Washington, D.C. – Yesterday, U.S. Representative Stephen F. Lynch (MA-08) voted to pass H.R. 748, the Coronavirus Aid, Relief, and Economic Security (CARES) Act to help provide medical equipment to first responders and healthcare workers and financial relief to individuals, families and small businesses across the country.
“America is currently facing a grave health emergency with a serious impact on our economy, “ said Rep Lynch. “This latest piece of legislation is an important step in our ongoing effort to protect the American people and ensure workers and families have the resources they need throughout this unprecedented crisis.”
Here are some of the initiatives in the CARES Act that will benefit the residents of Massachusetts:
- A $150 Billion State and Local Coronavirus Relief Fund: Creates a $150 billion State and Local Coronavirus Relief Fund to provide states and localities resources to address the coronavirus pandemic. It is estimated that Massachusetts will receive approximately $2.673 billion.
- $260 Billion in Expanded Unemployment Benefits: Includes numerous provisions to improve unemployment benefits including an additional $600 per week for the next four months, providing an additional 13 weeks of federally funded benefits, and expanding eligibility to include workers in the gig economy and self-employed workers.
- Direct Cash Payments to Lower and Middle-Income Americans: Provides for a direct cash payment to lower-and middle-income Americans of $1,200 for each adult and $500 for each child, beginning to phase out at an annual income of $75,000 for individuals and $150,000 for a married couple.
- More Than $375 Billion in Small Business Relief: Provides more than $375 billion in small business relief, including $349 billion for forgivable loans to small businesses to pay their employees and keep them on the payroll; $17 billion for debt relief for current and new SBA borrowers; and $10 billion in immediate disaster grants.
- Approximately $200 Billion for Hospitals, Health Care Workers, and Health Research: Provides an investment of about $200 billion in our hospitals, health systems, and health research, including expanding funding for the personal protective equipment desperately needed by our health care workers, including ventilators, n95 masks, gowns, gloves, etc.
- More Than $100 Billion in Additional Emergency Appropriations, Including the Following:
- Transit Agencies: Provides $25 billion to transit agencies, which have all seen a drastic drop in revenues as social distancing has been implemented. This funding is to be used to protect the jobs of the employees of the transit agencies, funding their paychecks during this public health emergency. Massachusetts will receive $1,044,023,423 under this program.
- HUD Emergency Solution Grants: Provides $2 billion for HUD Emergency Solution Grants to states that will be distributed by formula. These grants are designed to address the impact of the coronavirus among individuals and families who are homeless or at risk of homelessness, and to support additional homeless assistance, prevention, and eviction prevention assistance. Of this $2 billion, Massachusetts will receive $60.8 Million.
- Child Care and Development Block Grant: Supports child care and early education by providing $3.5 billion for the Child Care and Development Block Grant. Massachusetts will receive $45.3 Million under this emergency appropriation.

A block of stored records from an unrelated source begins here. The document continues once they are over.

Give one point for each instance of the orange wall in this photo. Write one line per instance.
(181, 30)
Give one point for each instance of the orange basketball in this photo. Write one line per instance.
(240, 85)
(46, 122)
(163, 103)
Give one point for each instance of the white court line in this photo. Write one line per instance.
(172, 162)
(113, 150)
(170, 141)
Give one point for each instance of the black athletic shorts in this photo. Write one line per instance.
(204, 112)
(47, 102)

- 1.3 Billion in Direct Payments to Community Health Centers: $1.3 billion will be available to pay for costs of coronavirus-related care and for lost revenue.

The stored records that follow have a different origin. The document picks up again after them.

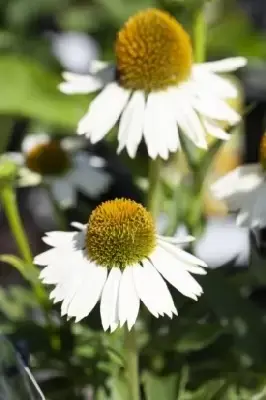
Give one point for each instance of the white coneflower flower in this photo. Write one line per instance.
(155, 89)
(63, 165)
(244, 190)
(119, 260)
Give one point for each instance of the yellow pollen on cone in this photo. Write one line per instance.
(120, 233)
(153, 52)
(48, 159)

- Low-Income Home Energy Assistance Program (LIHEAP): Provides $900 million to help low-income families pay their heating and cooling bills. Massachusetts will receive $10,963,000 for this purpose during this public health emergency.
- Byrne-Justice Assistance Grant Program: Provides $850 million for this program, giving additional support to state and local law enforcement agencies, thereby allowing them, for example, to obtain the personal protective equipment and other medical items they may need during this public health emergency. Massachusetts will receive $17,227,538 under this appropriation.

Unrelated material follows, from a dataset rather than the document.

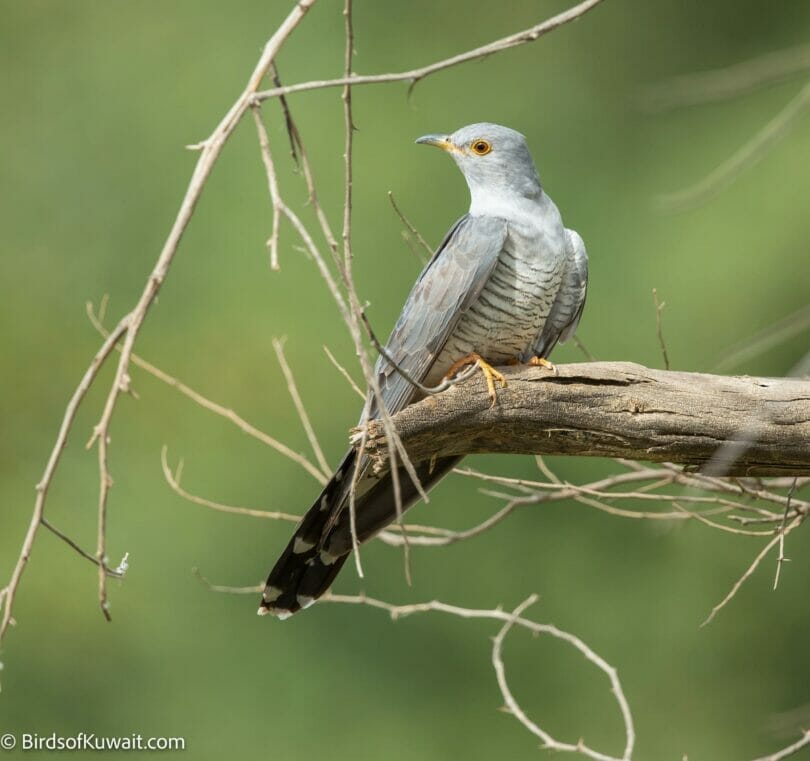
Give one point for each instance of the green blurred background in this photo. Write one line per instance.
(99, 100)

- CDC Coronavirus State, Local and Tribal Grants Minimum Awards: Provides about $750 million in CDC State, Local, and . Tribal Grants Minimum Awards to help agencies cope with the public health emergency. The minimum award for Massachusetts is $12,944,000. In addition, states can apply for additional funds above their minimum award, based on their needs.
- Election Assistance: Provides $400 million for Election Assistance Grants for states to help prepare for the 2020 elections. Coronavirus is already resulting in the postponement of some primaries and this funding can help states make voting safer for individuals. Funding can be used, for example, to increase the ability to vote by mail, expand early voting, and expand online registration. Massachusetts will receive $8.3 Million for these purposes.